The inflation fighting and conservation techniques that I'll describe will deal specifically with stockpiling food for the family food supply ... but the philosophy behind my methods can be applied to the way we handle all our earth's resources.

Year-to-Year Shopping

To begin at the beginning, I'd like to describe the time (and money) saving techniques I use when shopping:

Before considering bulk purchases, I read the local newspaper (which can be a first-rate tool for fighting inflation) to compare the prices at the area's supermarkets, keeping a special eye out for seasonal and house-brand sales. Then when the cost of a particular item is right, I buy as large a quantity of the bargain goods as my money and storage space will allow.

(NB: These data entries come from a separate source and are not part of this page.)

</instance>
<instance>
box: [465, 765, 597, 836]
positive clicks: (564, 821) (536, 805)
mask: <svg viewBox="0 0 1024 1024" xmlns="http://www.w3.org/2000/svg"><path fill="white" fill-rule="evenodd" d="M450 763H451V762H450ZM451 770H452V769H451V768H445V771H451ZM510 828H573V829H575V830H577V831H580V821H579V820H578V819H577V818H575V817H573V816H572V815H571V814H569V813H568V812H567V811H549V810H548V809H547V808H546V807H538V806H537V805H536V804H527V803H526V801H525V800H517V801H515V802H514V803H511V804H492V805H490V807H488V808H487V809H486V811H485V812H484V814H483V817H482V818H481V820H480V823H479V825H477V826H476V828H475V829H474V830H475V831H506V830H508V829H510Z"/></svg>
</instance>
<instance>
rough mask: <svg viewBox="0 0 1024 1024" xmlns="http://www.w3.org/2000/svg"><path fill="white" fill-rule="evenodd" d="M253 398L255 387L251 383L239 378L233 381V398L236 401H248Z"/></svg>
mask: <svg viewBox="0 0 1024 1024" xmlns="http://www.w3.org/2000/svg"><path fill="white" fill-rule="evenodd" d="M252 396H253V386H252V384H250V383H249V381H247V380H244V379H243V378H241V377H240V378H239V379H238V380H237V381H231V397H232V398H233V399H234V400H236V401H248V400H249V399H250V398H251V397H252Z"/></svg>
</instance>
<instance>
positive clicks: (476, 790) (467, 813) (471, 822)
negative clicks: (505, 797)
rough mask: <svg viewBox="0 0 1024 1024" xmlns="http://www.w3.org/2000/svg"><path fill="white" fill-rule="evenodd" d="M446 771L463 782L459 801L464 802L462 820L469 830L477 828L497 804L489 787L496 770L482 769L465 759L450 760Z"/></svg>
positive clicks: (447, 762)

If inflation continues (as it surely will), stocking my shelves with adequate supplies of staple necessities will provide me with a great form of one-upmanship against the rising-price demon.

When soaring food costs attacked everyone's budget in 1973-'74, for example, I had already purchased supplies (varying from one to three years' worth, as determined by each item's perishability) of salad oil, shortening, syrups, honey, coffee, tea, milk powder, dried beans and lentils, and sugar for cooking and canning. I'd also bought stockpiles of canned foods that I can't satisfactorily process at home, such as evaporated milk, tuna, salmon, pineapple, whole and cream-style corn, and pork and beans.